论文部分内容阅读
[目的]本文旨在研究水稻籼粳交杂种优势的分子基础。[方法]利用Affymetrix水稻表达谱芯片分析了强优势水稻籼粳交组合‘申9A/繁31’与母本‘申9A’和父本‘繁31’在幼穗分化初期剑叶组织的基因表达差异,并对差异表达基因进行了基于生物学过程的GO(gene ontology)功能分类和代谢通路分析。[结果]幼穗分化初期杂种与双亲的表型已经产生了明显差异;共有2 258个基因在杂种与亲本之间差异表达(差异倍数≥2或≤0.5),杂种与双亲均显示差异表达的基因有327个,杂种与父本之间的差异表达基因远多于母本。杂种差异表达基因具有多种表达模式,具有正效应基因的增强表达和具有负效应基因的抑制表达对杂种优势均有贡献。差异表达基因主要参与了磷代谢、运输、防卫反应以及碳水化合物代谢等生物学过程,并在碳固定、氨基酸代谢、糖酵解/糖原异生以及磷酸肌醇代谢等多个代谢通路富集。[结论]水稻籼粳交杂种优势存在复杂的分子基础,多种分子机制参与了杂种优势的形成,光合效率和光合产物运输分配效率的提高可能是杂种优势产生的主要原因。

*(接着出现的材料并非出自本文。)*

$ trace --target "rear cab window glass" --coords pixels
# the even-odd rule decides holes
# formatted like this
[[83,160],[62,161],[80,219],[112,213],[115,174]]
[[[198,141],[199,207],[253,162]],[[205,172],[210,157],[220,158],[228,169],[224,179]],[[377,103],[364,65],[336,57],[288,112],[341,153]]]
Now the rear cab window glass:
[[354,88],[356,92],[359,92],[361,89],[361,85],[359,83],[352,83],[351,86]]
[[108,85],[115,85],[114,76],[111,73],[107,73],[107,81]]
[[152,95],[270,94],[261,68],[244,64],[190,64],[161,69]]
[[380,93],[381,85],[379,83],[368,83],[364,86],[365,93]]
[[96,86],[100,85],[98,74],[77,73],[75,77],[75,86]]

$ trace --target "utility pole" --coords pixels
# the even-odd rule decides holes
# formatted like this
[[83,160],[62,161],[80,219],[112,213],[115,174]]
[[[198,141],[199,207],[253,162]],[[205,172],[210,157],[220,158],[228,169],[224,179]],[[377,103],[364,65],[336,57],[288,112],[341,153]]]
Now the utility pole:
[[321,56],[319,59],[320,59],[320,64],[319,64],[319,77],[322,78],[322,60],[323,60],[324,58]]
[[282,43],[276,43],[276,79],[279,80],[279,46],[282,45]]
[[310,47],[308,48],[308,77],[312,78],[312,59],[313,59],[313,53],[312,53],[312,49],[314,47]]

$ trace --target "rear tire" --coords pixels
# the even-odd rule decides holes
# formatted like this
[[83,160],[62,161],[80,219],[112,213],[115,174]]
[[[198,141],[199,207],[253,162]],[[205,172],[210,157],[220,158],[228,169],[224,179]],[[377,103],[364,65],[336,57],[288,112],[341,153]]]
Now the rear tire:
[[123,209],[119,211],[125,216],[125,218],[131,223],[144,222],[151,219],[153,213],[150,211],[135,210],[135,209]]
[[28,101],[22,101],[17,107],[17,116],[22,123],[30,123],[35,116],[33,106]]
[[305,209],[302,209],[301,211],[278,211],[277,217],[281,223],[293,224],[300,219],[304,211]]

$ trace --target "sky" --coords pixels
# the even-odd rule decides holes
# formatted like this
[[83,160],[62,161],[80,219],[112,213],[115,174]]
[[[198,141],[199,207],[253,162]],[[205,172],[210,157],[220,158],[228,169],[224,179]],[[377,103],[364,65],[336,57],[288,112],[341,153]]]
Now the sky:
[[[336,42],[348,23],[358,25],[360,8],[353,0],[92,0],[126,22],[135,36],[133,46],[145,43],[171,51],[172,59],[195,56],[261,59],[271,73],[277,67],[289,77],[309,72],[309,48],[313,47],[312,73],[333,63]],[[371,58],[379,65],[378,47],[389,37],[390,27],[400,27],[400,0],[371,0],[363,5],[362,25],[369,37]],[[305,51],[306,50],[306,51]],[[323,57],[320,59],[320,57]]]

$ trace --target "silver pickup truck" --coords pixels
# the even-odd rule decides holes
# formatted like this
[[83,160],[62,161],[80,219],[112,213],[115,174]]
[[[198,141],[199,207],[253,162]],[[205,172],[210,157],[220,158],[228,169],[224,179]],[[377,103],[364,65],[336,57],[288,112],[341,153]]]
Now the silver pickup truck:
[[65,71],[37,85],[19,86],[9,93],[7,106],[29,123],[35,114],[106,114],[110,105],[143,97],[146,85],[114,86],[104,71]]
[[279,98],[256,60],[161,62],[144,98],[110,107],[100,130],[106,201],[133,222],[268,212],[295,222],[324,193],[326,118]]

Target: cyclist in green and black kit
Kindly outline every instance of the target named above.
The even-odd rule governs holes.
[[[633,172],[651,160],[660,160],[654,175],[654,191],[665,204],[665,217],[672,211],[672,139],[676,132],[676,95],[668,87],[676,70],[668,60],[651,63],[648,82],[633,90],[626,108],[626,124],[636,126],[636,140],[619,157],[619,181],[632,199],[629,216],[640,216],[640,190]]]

[Objective] The aim of this paper is to study the molecular basis of indica-japonica cross hybrid vigor in rice. [Method] Affymetrix rice cDNA microarray was used to analyze the gene expression of flag leaf tissue in the early stage of spike differentiation between indica and japonica crosses (’Shen 9A / Fan 31’) and female parent ’Shen 9A’ Differences in gene expression and differential gene expression based on biological processes GO (gene ontology) functional classification and metabolic pathways. [Result] The phenotypes of hybrids and parents had a significant difference at the early stage of spike differentiation. A total of 2 258 genes were differentially expressed between the hybrids and their parents (with a multiple of 2 or greater than or equal to 0.5), and both hybrids and parents showed differentially expressed There are 327 genes, and there are far more differentially expressed genes between the hybrid and the male parent than the female parent. Hybrid differential expression of genes with a variety of expression patterns, with positive effect of gene expression and negative expression of genes have inhibitory effects on heterosis contribute. Differentially expressed genes are mainly involved in biological processes such as phosphorus metabolism, transport, defense response and carbohydrate metabolism, and are enriched in a number of metabolic pathways such as carbon fixation, amino acid metabolism, glycolysis / gluconeogenesis and phosphoinositide metabolism . [Conclusion] There existed complicated molecular basis for the hybrid heterosis in indica-japonica hybrid rice. Various molecular mechanisms were involved in the formation of heterosis. The increase of photosynthetic efficiency and photosynthetic transport efficiency could be the main reason for heterosis.